Beef Stroganoff Soup

Beef Stroganoff Soup

Ingredients:
1 lb beef stew meat (or sirloin, cut into bite-sized pieces)
2 tablespoons olive oil
1 medium onion, diced
3 cloves garlic, minced
8 oz mushrooms, sliced
4 cups beef broth
1 1/2 cups water
1 tablespoon Worcestershire sauce
1 teaspoon Dijon mustard
1 teaspoon paprika
Salt and black pepper, to taste
6 oz egg noodles
1/2 cup sour cream
2 tablespoons all-purpose flour (for thickening, optional)
Fresh parsley, chopped (for garnish)

Instructions:
1. Sear the Beef:
Heat olive oil in a large pot or Dutch oven over medium-high heat.
Season the beef with salt and pepper, then add it to the pot. Brown the beef on all sides, about 5-7 minutes.
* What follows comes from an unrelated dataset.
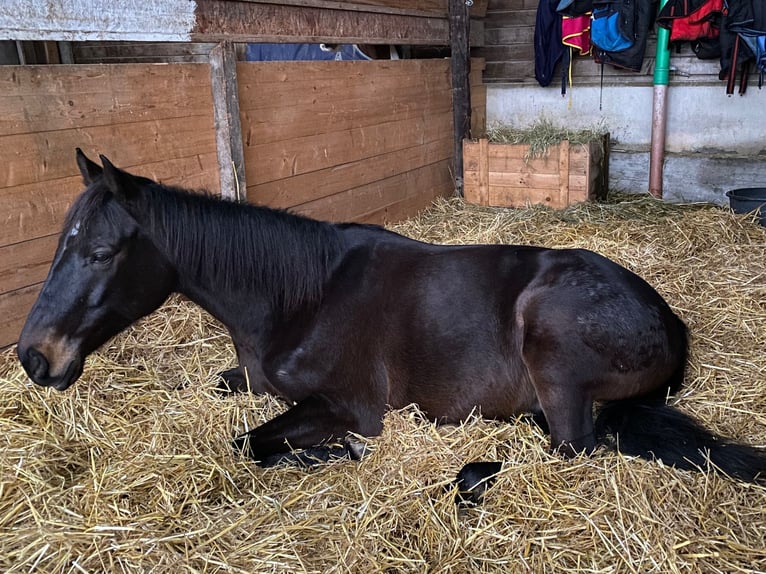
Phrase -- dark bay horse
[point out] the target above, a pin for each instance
(346, 320)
Remove the beef and set aside.
2. Cook the Vegetables:
In the same pot, add the onions and sauté until softened, about 3-4 minutes.
Add the garlic and cook for another minute until fragrant.
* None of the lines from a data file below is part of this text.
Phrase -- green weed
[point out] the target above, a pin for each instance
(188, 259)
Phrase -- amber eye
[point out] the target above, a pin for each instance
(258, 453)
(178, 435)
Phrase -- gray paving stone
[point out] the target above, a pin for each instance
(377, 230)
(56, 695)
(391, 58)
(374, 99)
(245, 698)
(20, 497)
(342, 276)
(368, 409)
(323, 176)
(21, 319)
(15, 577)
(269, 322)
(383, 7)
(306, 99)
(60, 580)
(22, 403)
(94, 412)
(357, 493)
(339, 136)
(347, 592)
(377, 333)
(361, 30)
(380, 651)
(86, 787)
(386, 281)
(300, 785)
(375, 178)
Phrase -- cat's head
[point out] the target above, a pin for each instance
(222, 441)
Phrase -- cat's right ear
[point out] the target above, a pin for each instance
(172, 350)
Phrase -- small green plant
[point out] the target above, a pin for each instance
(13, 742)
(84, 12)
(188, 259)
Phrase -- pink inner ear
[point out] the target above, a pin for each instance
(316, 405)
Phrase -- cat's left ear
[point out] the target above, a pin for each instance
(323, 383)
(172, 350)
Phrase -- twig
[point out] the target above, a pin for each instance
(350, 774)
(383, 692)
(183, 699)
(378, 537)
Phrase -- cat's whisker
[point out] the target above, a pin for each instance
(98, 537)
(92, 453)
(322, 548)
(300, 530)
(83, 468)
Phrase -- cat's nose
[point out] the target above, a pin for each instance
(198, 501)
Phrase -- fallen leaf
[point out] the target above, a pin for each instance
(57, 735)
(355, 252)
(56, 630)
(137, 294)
Add the mushrooms and cook until browned and softened, about 5-6 minutes.
3. Add the Liquids and Seasonings:
Pour in the beef broth, water, Worcestershire sauce, Dijon mustard, and paprika.
Return the seared beef to the pot and bring the mixture to a simmer. Let it cook for about 20-25 minutes, or until the beef is tender.
4. Cook the Noodles:
Add the egg noodles to the soup and cook for an additional 8-10 minutes until the noodles are tender.
5. Make it Creamy:
In a small bowl, whisk together the sour cream and flour (if using flour as a thickener).
Stir the sour cream mixture into the soup and simmer for an additional 3-5 minutes, until the soup thickens slightly. Adjust seasoning with salt and pepper, if needed.
6. Serve:
Ladle the soup into bowls, garnish with freshly chopped parsley, and serve warm.